It is not an easy feat to match the popularity of breast augmentation, a cosmetic surgical operation that instantly enhances breasts through breast enlargement, reduction, or reconstruction. The majority of breast augmentation procedures involves enlargement through using silicone or saline implants.
This cosmetic procedure brings a number of benefits and advantages compared to natural products such as breast enhancement pills and creams, which take time to work. However, it has its set of negative effects as well, and you have to weigh all the consequences to arrive at the best possible decision for yourself. For instance, would you be willing to go through the potential implant ruptures, infection, and pain?
Let’s discuss the pros first. Breast augmentation offers improved confidence and self-image, especially for someone who wants to have an improved appearance. It’s a highly personal and life-changing procedure, and it can drastically improve body-image perceptions. In the case of breast reconstruction because of cancer, the idea of no longer having breasts is not as overwhelming and “breaking” for the patient anymore. In the practical sense, this cosmetic surgery offers symmetry for deformities naturally found in a woman’s pair of breasts.
It is always best to discuss your goals with the surgeon before the operation, as this will personalize the surgery for you and give you a better understanding of these positive effects.
As for the setbacks, you should be properly informed by your doctor that breast implants may rupture or deflate for different reasons after the surgery. There is no specific length of time for when it will occur, but there are signs you can recognize, such as augmented breasts appearing uneven or smaller, as well as pain or burning. Knots may also develop in your breast. In cases when rupture is not readily observable, magnetic resonance imaging (MRI) is necessary to confirm if implant leakage has already taken place.

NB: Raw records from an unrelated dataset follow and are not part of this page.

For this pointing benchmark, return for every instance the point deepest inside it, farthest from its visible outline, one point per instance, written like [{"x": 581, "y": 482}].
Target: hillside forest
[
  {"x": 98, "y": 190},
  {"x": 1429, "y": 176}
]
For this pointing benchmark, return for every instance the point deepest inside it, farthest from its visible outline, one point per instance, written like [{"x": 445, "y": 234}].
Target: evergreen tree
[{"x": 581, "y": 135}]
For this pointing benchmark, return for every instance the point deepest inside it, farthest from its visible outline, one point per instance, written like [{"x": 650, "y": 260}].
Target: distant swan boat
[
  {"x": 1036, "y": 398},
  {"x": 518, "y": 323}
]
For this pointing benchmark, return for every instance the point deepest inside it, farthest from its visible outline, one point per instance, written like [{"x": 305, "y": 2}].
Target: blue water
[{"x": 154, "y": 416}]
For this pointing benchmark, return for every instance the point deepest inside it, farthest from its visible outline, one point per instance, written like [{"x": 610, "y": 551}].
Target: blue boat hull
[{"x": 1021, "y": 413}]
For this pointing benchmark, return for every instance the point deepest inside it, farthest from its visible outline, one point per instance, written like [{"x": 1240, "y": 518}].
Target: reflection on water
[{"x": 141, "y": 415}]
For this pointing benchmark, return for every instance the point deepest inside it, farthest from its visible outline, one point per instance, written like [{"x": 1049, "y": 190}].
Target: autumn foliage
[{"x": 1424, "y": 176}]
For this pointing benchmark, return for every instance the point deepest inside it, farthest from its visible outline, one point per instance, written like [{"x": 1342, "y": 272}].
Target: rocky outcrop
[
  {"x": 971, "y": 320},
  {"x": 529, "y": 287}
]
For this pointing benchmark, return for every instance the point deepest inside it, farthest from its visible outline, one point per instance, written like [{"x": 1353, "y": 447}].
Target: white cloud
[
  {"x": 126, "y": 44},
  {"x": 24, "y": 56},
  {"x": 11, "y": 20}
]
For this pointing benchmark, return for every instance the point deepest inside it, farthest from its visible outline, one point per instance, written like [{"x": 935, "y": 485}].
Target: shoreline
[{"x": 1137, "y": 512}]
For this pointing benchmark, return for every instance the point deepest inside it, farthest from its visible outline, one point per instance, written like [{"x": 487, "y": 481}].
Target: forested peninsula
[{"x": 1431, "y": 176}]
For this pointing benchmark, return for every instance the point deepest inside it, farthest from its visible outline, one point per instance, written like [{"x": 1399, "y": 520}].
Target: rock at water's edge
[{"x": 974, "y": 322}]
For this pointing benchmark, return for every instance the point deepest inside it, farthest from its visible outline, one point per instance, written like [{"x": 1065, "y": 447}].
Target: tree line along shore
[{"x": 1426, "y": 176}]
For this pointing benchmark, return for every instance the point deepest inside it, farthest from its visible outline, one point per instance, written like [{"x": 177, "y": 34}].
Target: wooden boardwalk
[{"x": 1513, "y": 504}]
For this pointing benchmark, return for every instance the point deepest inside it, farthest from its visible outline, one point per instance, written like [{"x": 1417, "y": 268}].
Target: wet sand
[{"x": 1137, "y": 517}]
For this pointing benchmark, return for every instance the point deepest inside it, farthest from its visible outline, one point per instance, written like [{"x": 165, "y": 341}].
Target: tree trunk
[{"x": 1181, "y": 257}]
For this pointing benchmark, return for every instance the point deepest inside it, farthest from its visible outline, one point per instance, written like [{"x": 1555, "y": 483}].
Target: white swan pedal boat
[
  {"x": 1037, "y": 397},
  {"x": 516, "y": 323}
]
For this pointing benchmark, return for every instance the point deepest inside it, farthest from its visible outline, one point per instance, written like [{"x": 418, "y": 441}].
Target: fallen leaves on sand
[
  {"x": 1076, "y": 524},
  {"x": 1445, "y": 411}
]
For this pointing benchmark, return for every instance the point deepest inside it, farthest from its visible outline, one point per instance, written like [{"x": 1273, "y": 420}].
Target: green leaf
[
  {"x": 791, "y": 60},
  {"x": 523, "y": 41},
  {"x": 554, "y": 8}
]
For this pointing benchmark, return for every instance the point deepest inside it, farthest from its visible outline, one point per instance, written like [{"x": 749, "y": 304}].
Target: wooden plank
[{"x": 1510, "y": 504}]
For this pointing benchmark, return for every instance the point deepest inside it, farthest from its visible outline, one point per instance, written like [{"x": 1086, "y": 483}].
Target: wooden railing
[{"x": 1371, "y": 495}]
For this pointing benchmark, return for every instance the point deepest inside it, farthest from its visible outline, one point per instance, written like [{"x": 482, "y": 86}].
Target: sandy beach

Potential causes of rupture of deflation, according to the FDA, include aging of the implant, overfilling during surgery, or capsular contracture. If the latter is the case, surgery is usually necessary because it is a potentially disfiguring post-surgery effect.
Other considerations include infection, a serious after-effect that you should be on the lookout for. Antibiotic medications may not be successful in addressing them, so in severe cases, implant removal may be necessary. Less serious consequences of breast augmentation include pain during healing, as well as dissatisfaction with the surgery results.